Goldman Recommends Overweight China Stocks, Sees 15–20% Annual Gains in 2026–27
Goldman Sachs published a macro report titled "China 2026 Outlook: Exploring New Drivers," recommending an overweight position in Chinese equities for 2026. The bank expects China’s stock market to rise 15–20% annually in 2026 and 2027. Key drivers cited include structural upside in exports, a policy-supported investment rebound, stronger emphasis on services consumption (including incentives for more holidays and paid leave), and priority policies from the 14th Five-Year Plan such as building a modern industrial system and accelerating high-level technological self-reliance. Goldman’s equities strategy team previously flagged overweight positions in A-shares and Hong Kong stocks and noted earnings acceleration drivers: AI adoption, a renewed “going global” trend for Chinese firms, and policy measures to reduce domestic over-competition. The report also highlights that Chinese equities trade at a notable valuation discount versus global peers. The content is market information and not investment advice.
Bullish
Goldman Sachs’ recommendation to overweight Chinese equities and its 15–20% annual return projection for 2026–27 is a bullish signal for risk assets tied to China’s economic reopening and structural reforms. The report identifies concrete demand-side and supply-side catalysts—export upside, policy-led investment rebound, consumption shifts toward services, and explicit state support for industrial modernization and technological self-reliance—which can sustainably lift earnings.
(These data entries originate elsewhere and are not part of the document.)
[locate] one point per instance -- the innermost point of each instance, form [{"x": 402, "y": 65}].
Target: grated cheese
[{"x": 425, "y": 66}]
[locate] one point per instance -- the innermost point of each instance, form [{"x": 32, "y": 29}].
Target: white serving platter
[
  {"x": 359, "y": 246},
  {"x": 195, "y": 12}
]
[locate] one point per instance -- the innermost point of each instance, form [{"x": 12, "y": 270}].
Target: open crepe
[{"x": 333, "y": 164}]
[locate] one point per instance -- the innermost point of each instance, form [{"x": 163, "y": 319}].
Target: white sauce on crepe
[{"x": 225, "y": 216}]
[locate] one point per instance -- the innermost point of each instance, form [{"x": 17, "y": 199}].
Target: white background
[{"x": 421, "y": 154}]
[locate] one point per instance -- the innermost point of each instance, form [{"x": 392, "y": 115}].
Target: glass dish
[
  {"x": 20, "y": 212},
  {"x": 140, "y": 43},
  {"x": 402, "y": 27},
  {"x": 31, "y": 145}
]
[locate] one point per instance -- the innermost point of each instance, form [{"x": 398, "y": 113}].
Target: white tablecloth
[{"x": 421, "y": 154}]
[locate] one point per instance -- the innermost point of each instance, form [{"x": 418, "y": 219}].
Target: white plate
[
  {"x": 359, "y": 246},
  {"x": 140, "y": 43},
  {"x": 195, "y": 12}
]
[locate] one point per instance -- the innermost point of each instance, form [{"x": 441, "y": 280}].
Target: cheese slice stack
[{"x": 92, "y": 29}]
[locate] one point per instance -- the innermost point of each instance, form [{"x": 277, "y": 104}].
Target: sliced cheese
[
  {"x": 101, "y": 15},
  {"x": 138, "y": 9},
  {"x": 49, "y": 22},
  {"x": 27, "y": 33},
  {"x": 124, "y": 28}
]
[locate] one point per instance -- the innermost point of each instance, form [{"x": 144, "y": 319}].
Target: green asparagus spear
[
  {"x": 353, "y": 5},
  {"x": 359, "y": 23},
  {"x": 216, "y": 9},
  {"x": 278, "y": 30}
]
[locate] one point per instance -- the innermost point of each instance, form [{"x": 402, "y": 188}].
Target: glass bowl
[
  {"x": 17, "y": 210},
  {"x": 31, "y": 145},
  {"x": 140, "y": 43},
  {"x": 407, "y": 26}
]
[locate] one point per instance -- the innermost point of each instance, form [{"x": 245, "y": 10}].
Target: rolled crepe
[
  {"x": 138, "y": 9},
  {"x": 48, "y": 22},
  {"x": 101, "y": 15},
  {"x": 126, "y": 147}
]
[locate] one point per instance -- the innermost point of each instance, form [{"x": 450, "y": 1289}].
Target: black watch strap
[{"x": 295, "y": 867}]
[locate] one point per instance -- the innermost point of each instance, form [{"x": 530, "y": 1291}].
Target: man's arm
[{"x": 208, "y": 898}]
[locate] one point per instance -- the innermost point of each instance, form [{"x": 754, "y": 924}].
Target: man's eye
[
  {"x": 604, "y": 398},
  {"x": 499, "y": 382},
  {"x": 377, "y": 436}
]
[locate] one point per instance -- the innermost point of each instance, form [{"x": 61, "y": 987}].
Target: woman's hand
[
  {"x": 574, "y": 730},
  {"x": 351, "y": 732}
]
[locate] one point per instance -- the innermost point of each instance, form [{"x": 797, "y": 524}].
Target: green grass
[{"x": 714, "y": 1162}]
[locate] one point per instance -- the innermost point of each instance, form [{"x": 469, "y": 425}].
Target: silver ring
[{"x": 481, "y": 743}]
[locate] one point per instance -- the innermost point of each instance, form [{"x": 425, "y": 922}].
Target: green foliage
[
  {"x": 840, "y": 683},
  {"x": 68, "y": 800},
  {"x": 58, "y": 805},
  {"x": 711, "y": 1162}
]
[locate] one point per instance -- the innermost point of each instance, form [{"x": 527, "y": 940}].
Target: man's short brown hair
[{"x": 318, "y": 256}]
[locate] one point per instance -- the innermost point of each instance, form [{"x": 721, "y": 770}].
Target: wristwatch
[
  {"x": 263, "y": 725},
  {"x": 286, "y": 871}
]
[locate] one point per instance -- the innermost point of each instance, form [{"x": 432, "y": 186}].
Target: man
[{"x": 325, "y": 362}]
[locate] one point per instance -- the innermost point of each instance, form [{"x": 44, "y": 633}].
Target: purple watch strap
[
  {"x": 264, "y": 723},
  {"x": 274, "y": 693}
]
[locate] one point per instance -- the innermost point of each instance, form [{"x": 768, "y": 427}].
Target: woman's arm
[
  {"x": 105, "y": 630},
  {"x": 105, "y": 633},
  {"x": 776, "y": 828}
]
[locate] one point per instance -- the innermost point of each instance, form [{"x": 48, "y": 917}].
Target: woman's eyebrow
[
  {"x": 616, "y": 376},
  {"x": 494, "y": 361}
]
For traders, this can translate into: (1) short- to medium-term positive sentiment in A-shares and Hong Kong-listed Chinese stocks as positioning and flows adjust; (2) sector rotation opportunities into AI-related, export-oriented, and tech self-reliance plays; and (3) potential valuation rerating as discounts to global peers narrow if earnings accelerate. Past cases: positive sell-side calls combined with visible policy support (e.g., post-COVID stimulus phases) have led to multi-month rallies in Chinese equities and increased inflows into regional ETFs. Risks that could blunt the bullish impact include geopolitical tensions, a disappointing macro recovery, or policy execution shortfalls. Overall, the report is likely to support bullish positioning among traders, with increased volatility around policy updates and economic data releases.